All'atto pratico, il Palazzo Mentale ci permette di analizzare una potenziale scena del crimine e trarne la giusta conclusione formulando ipotesi e smantellandole laddove qualcosa non torni: in tal senso non è davvero possibile sbagliare, o meglio non lo è all'esterno. Mentre siamo immersi nelle nostre riflessioni possiamo combinare più scenari fino a trovare quello giusto e da lì trarre la deduzione che ci porterà più avanti nel gioco. Un percorso guidato, insomma, ma perfettamente logico se si considera la natura del Palazzo Mentale, sfruttato proprio per eliminare l'improbabile e fino a lasciare l'unica verità possibile.
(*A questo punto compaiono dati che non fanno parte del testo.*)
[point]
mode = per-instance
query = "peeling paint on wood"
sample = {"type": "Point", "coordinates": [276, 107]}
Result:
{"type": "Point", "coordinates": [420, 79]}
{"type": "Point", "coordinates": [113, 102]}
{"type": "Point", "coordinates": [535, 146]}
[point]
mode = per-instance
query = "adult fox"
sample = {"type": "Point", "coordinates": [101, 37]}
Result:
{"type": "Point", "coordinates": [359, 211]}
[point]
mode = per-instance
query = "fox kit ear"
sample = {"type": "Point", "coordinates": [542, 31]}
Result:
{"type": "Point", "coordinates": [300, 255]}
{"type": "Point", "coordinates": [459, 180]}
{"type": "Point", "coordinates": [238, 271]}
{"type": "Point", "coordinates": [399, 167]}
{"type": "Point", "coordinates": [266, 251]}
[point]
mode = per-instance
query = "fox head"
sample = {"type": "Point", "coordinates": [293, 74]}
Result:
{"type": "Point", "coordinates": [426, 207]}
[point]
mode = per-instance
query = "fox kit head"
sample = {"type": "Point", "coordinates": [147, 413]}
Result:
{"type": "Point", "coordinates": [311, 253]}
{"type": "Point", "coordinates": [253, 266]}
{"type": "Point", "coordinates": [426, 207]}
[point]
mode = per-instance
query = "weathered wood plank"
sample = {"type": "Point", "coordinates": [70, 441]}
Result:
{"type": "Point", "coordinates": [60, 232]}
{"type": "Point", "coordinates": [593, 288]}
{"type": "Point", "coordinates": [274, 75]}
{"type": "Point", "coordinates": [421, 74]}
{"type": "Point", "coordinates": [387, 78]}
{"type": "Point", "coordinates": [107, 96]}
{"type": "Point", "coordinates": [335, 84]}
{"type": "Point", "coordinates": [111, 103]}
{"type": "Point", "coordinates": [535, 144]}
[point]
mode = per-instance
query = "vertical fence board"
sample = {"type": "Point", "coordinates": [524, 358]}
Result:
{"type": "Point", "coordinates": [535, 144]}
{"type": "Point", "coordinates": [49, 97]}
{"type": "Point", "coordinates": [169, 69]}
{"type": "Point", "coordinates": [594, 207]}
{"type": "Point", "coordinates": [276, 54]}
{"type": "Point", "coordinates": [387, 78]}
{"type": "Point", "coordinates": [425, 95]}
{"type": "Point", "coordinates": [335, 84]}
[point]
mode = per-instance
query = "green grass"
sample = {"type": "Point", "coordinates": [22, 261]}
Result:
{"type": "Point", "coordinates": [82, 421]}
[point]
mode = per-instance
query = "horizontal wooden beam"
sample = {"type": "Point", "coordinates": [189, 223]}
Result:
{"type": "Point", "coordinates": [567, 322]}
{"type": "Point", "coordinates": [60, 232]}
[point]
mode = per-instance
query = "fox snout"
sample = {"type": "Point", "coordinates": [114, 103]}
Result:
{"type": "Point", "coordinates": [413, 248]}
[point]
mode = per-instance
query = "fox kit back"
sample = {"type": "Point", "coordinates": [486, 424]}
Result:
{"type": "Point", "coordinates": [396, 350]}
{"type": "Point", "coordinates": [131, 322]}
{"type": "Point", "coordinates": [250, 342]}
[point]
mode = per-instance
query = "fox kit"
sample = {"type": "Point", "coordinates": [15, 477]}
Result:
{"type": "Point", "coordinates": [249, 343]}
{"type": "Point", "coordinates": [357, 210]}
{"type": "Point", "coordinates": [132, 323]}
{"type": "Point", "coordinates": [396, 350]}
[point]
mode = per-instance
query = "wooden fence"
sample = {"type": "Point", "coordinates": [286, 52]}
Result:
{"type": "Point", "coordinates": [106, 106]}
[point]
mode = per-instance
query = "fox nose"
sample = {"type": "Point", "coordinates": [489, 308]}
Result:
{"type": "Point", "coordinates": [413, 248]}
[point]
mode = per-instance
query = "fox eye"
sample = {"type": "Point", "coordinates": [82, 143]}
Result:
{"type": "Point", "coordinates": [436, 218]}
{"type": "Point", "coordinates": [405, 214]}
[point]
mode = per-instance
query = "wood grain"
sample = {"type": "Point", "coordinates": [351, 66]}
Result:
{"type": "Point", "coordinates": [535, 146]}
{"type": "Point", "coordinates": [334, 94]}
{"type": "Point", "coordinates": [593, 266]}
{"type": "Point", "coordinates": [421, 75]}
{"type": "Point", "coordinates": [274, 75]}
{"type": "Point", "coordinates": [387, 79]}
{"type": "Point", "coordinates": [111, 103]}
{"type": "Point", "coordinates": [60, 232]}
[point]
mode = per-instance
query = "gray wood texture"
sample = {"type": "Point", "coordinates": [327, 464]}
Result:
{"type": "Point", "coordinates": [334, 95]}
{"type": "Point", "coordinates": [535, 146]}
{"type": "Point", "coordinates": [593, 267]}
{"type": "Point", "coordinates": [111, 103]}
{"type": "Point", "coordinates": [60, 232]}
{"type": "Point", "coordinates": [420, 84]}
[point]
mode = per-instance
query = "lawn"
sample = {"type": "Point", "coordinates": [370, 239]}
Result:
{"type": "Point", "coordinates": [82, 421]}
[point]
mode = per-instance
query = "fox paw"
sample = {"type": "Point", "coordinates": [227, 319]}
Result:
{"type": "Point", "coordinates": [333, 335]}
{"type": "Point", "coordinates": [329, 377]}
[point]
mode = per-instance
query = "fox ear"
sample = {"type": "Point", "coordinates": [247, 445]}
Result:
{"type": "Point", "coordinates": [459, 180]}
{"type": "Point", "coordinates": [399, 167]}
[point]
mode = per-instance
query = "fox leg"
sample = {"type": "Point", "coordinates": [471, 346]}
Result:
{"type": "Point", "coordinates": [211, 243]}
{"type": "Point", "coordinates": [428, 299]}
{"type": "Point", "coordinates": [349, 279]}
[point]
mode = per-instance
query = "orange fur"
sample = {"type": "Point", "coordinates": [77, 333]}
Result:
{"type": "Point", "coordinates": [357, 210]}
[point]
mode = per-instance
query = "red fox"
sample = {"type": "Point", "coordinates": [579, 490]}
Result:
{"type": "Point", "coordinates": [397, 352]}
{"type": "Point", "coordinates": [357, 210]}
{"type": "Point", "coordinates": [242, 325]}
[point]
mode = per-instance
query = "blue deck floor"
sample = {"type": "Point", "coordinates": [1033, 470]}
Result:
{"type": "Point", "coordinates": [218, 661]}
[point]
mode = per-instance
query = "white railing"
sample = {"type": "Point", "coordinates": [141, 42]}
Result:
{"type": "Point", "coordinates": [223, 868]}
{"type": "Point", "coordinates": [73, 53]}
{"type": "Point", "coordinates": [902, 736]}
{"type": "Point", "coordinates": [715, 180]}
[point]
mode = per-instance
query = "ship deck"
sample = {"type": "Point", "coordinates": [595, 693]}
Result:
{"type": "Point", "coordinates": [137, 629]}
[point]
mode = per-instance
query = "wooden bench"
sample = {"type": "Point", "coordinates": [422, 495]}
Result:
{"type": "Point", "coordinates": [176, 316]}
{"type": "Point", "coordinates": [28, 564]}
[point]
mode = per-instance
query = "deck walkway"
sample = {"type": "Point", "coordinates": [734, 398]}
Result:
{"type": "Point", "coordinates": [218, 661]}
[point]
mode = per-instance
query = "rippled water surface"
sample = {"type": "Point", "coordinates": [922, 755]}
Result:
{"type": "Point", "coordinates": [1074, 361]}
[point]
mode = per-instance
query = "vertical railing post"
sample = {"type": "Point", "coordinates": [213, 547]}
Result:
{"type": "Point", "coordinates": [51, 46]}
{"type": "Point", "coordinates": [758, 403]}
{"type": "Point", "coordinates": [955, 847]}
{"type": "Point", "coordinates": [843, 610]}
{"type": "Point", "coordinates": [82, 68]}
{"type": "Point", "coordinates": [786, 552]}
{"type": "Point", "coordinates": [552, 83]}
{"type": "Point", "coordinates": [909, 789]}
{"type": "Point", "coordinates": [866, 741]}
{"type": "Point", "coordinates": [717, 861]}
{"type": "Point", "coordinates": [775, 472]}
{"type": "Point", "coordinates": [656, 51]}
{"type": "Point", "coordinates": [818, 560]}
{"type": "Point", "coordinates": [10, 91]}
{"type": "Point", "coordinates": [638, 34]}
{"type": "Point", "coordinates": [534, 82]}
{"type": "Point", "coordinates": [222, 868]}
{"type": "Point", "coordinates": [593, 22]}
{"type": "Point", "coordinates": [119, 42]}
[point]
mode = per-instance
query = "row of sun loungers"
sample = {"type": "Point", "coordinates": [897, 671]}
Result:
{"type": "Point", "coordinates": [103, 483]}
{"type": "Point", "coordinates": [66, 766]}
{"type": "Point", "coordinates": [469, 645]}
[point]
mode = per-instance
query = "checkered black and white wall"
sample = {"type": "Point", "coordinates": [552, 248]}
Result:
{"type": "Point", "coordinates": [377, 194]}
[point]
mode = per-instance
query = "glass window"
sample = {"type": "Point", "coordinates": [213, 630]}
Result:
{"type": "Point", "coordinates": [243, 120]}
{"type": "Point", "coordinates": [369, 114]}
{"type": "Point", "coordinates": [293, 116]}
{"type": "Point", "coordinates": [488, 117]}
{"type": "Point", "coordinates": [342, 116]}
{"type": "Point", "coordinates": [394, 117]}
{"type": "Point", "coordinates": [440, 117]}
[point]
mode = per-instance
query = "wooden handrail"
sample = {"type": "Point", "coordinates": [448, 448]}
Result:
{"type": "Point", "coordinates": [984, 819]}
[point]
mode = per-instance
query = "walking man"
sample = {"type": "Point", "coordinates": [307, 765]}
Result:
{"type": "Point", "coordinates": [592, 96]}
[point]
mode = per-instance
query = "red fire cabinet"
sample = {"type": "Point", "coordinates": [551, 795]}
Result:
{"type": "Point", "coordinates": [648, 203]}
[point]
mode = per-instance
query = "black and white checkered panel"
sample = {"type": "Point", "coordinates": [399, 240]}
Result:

Non è quindi davvero possibile far procedere l'indagine verso un punto morto o una direzione sbagliata, questo anche per via di un numero limitato di personaggi che non permette di allargare troppo lo spettro. A esserci piaciuto è il fatto che l'uso di questa meccanica non è mai identico: le indagini, pur adottando uno stesso schema, possono variare nell'approccio anche in base allo stato d'animo in cui si trova Sam - che è sempre guidato dalla storia ma rimane comunque una soluzione piacevole da vivere. A volte capita che la mente si rivolti contro di noi, questo perché Sam è in continua lotta per mantenere l'equilibrio, e spingerci a riprendere il controllo attraverso sequenze interiori frammentarie e lugubri che rimandano con la memoria a una situazione specifica del primo LiS.
Sviluppo
Nel complesso, Twin Mirror elabora ed espande elementi introdotti nei giochi precedenti e, grazie a un taglio più cinematografico, si presenta come un thriller interattivo coinvolgente e ben strutturato per quanto riguarda le decisioni da prendere. Ci sono determinate situazioni in cui le nostre scelte faranno davvero la differenza sia nei nostri confronti sia in quelli di chi ci circonda: l'abbiamo testato su due diverse partite, la prima di pancia e la seconda mirata a prendere decisioni differenti, e ne sono usciti due percorsi, due Sam, differenti. Soprattutto ne è emersa la consapevolezza che non c'è un giusto e uno sbagliato per quanto riguarda la personalità di Sam, il suo sviluppo cresce con noi e il nostro approccio al mondo di gioco - l'uomo che emergerà alla fine è la somma delle nostre scelte. L'intreccio narrativo, l'abbiamo accennato, ci è sembrato un po' affrettato in alcuni punti ma complice è la scelta di una storia piuttosto semplice, un po' cliché, e limitata nel numero di personaggi. Questo porta a una durata che può sembrare ridotta, e in effetti lo è rispetto anche solo al recente Tell Me Why, ma quando ci si rende conto che la trama è solo un pretesto per raccontare il personaggio di Sam si capisce che, a parte qualche accorgimento, allungarla avrebbe solo portato a ristagnare la narrazione.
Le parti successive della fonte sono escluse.